La rédaction de cette proposition de loi reste complexe. Il faudra dorénavant distinguer viol, viol sur mineur de quinze ans, viol incestueux, agression sexuelle, atteinte sexuelle, circonstances aggravantes. Toutes ces qualifications pourront s'avérer difficiles à appliquer et il aurait été souhaitable de retenir une rédaction plus précise pour rendre ces mesures effectives. Je pense en particulier à la disposition relative à la différence d'âge, peu claire. Il eut été préférable de considérer que toute relation sexuelle entre un majeur et un mineur de quinze ans doit être punie de vingt ans de réclusion criminelle. L'exception prévue revient à fixer l'interdit en dessous du seuil de treize ans, ce qui est insuffisant. Il est nécessaire de tenir compte de la particulière vulnérabilité des enfants dans l'appréciation des violences sexuelles et des difficultés à établir au cas par cas ce qu'est une relation sexuelle d'un mineur avec un jeune majeur. La rapporteure du texte au Sénat a approuvé ce dispositif en jugeant que l'Assemblée nationale avait fait preuve de créativité en retenant le seuil de quinze ans et en l'assortissant d'un écart d'âge, ce qui répond aux préoccupations du Sénat. Elle a estimé que la solution retenue par l'Assemblée nationale constituait la base d'un accord politique entre les deux assemblées et méritait d'être conservée. Dont acte, même si nous pensons que cela n'arrangera pas tout et que cette mesure soulèvera nombre de questions, tout en ne répondant que partiellement à l'avis délibéré par le Conseil d'État en 2018.

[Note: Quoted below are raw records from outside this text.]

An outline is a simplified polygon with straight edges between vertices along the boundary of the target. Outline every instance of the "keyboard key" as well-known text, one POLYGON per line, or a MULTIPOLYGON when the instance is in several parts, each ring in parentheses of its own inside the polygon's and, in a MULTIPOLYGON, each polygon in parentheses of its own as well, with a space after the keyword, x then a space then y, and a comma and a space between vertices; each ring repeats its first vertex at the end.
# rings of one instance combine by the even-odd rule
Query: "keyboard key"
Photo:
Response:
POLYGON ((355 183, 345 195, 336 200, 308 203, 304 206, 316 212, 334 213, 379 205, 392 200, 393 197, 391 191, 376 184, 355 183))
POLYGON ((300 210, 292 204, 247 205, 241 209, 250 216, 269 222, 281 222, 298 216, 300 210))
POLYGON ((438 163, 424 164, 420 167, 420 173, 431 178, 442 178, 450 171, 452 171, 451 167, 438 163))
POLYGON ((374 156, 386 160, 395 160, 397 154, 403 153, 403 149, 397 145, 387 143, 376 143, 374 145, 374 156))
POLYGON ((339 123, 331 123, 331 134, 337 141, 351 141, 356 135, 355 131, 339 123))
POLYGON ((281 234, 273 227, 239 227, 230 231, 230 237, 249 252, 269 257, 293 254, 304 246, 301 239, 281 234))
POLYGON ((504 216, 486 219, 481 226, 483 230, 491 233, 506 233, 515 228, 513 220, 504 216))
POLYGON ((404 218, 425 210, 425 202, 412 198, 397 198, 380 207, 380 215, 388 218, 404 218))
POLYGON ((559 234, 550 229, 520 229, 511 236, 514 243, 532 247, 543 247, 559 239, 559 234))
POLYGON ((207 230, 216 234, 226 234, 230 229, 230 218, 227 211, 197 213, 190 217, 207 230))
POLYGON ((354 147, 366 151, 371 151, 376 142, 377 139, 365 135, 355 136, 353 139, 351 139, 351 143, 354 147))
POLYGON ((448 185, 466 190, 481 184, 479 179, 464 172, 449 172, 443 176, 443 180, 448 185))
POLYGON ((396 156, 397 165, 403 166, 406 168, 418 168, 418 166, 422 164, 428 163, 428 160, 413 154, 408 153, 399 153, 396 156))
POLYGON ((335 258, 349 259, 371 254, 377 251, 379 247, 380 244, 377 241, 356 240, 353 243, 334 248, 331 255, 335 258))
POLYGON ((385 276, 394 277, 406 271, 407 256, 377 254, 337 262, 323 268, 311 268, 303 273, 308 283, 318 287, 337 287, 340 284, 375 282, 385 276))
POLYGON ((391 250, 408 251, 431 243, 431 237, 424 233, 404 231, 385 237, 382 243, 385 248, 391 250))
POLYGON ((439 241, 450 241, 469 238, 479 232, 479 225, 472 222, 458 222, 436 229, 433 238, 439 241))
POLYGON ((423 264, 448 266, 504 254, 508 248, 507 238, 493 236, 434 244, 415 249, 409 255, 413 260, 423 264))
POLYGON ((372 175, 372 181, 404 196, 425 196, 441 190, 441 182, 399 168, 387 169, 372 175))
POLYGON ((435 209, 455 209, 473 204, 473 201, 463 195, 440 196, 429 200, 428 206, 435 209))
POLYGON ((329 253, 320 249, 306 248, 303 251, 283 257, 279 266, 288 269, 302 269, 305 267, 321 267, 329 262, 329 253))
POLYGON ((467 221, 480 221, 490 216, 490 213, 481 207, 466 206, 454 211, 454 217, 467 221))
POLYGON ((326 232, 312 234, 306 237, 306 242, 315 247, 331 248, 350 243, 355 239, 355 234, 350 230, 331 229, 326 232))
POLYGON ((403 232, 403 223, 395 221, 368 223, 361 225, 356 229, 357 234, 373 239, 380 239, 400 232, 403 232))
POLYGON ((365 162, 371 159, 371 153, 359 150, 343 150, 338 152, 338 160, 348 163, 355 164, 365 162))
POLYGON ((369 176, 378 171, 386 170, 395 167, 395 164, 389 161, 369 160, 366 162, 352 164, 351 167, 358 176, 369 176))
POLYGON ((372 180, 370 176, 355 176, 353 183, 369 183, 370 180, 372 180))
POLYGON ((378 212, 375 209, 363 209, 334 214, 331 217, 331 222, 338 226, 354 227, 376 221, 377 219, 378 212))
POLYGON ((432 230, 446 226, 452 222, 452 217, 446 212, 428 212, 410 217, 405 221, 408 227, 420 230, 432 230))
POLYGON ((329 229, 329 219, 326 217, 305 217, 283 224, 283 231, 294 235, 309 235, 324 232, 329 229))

Le Sénat a corrigé quelques scories qui subsistaient dans le texte de l'Assemblée nationale, par exemple pour garantir la cohérence de l'échelle des peines après la création de nouvelles circonstances aggravantes ou pour procéder à des coordinations. Il a également souhaité élargir le champ d'application des nouveaux délits de « sextorsion » afin qu'ils protègent tous les mineurs et non les seuls mineurs de quinze ans, comme c'est le cas aujourd'hui pour le délit de corruption de mineur ou pour la répression de la pédopornographie. Il a, enfin, simplifié la rédaction proposée de l'article 227-25 du code pénal relatif à l'atteinte sexuelle en supprimant la référence à une pression sur le mineur, préférant laisser au parquet le soin d'apprécier au cas par cas s'il convient d'engager des poursuites dans ces affaires.
Si nous approuvons ces modifications, nous regrettons cependant que le Sénat ne soit pas revenu sur l'article 4 quater relatif à la prescription glissante des crimes sexuels sur mineur. Il a été adopté conforme et nous ne pouvons le modifier désormais. Or, le régime des prescriptions assure la stabilité de notre système juridique et, par conséquent, la paix sociale. Il faut le modifier la main tremblante. La rédaction confuse de cet article nous entraîne vers une quasi-imprescriptibilité, créant une instabilité qui permettrait que des poursuites soient engagées jusqu'aux cinquante-huit ans de la victime, avec tous les risques d'altération des preuves, de la mémoire et des éléments constitutifs que cela emporte.
Malgré ces quelques remarques, notre groupe soutiendra ce texte.